If there’s anything writing this blog for the past several months has taught me, it’s that my expectations can be very misleading. Walkers Shortbread is just the perfect example. I love Walkers shortbread. I’m always amazed when I eat it how much it tastes like homemade shortbread. That’s why at first I was undeterred when I realized Walkers holds a royal warrant not for its famous shortbread but for something else. Something called an “oatcake.” Okay, sure, whatever. They’re probably good at making oatcakes too, right? Not so fast. Walkers Shortbread Limited holds a royal warrant from Her Majesty the Queen as “Supplier of Oatcakes.”
Before I explain to you in vivid detail what I hate so much about oatcakes, we need to be clear about pronunciation. As an American, I pronounce this word giving short shrift to the “oat” prefix. That’s a huge mistake, and you shouldn’t make it too. Keep in mind that Walkers is a Scottish company, that oatcakes are a traditional Scottish food. So instead of pronouncing this “oat-cakes” you need to be saying it more like “ouwt-cakes.” Let’s give a quick listen to how it’s done in this Walkers video.

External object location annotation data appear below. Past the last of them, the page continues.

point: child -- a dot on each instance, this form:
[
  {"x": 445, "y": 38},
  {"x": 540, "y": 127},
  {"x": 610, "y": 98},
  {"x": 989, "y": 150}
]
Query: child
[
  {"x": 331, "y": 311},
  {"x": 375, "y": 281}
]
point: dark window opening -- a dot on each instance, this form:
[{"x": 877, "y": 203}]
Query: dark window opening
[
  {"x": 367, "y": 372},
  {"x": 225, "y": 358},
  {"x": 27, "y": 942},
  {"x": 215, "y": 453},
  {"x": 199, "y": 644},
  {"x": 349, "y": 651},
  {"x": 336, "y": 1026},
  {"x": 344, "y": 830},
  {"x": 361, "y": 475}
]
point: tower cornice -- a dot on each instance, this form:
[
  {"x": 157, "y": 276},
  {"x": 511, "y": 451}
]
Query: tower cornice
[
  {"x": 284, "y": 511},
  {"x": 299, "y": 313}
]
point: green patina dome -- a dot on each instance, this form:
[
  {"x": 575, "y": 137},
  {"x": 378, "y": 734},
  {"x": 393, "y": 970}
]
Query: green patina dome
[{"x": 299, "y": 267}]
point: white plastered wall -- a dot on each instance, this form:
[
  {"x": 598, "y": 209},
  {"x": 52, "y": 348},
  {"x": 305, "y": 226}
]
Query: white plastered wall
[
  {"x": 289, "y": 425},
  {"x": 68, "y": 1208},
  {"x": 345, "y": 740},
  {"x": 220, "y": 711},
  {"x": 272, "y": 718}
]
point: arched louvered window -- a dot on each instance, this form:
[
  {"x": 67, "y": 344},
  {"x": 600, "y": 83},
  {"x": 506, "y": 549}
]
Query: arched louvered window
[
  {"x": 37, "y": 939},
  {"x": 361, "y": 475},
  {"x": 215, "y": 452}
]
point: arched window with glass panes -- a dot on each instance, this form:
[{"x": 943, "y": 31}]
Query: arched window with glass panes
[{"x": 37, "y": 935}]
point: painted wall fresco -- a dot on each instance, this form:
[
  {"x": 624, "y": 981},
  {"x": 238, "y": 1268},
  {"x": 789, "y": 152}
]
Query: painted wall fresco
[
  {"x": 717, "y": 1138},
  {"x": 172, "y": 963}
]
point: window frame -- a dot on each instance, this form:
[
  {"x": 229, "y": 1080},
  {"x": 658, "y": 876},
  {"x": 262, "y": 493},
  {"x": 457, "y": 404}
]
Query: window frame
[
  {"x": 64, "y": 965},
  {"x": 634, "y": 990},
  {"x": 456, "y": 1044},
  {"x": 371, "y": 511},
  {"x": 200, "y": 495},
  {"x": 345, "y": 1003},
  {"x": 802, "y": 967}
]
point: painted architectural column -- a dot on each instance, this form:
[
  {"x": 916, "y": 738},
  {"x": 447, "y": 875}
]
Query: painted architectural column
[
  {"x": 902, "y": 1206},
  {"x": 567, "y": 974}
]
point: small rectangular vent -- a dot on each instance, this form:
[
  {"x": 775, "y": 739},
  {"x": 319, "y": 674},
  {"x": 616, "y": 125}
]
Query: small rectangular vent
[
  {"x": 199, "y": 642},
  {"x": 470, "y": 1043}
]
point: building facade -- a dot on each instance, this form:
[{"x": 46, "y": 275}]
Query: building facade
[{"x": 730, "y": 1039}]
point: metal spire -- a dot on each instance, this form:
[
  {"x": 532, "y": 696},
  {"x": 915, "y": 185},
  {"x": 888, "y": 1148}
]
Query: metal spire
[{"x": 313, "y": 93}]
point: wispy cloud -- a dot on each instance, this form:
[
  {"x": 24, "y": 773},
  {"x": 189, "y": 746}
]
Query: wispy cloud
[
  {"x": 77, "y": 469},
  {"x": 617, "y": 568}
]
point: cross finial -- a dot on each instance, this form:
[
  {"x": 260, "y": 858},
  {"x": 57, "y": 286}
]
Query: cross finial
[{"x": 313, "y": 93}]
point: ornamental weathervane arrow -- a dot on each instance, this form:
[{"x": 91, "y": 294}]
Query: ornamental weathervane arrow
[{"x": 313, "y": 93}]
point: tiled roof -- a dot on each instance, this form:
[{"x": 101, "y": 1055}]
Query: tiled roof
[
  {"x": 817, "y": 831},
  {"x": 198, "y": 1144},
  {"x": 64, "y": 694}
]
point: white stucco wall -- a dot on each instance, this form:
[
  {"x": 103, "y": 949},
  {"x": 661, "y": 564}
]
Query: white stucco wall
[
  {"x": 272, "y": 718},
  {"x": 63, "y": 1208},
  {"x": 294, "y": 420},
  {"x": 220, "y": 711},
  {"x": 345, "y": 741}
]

Let’s circle back now, to why they’re so bad. Oatcakes (ouwtcakes, whatever) are dry and lifeless little snacks not unlike hardtack. I’ve eaten communion wafers that had more personality and flavor. They have a kind of green-gray-yellow tint to them I find unsettling outside the realm of prenatal vitamins and cleaning products. The box recommends serving them with cheese, but I like cheese too much to marry it to one of these beasts. Though they’re nothing like the Ryvita crackers I so despised several months ago, they remind me of them to the extent that I felt like the Queen had really screwed me over by recommending them. It’s not unlike a friend setting you up on a blind date and—almost immediately—you’re thinking to yourself What did that a****** think I would see in THIS guy?Queen Elizabeth might make the argument that awarding a royal warrant to Walkers is political. This is a longstanding, family-owned Scottish company that prides itself on the quality of its ingredients and the authenticity of its process. It has been making its shortbread, oatcakes, and other baked goods in the Scottish village of Aberlour for more than a century. There’s something incredibly heartwarming about that. This is exactly the kind of business the royal family should be recognizing and calling attention to, in my opinion. Yet, why choose oatcakes when shortbread is clearly the superior product offered by Walkers?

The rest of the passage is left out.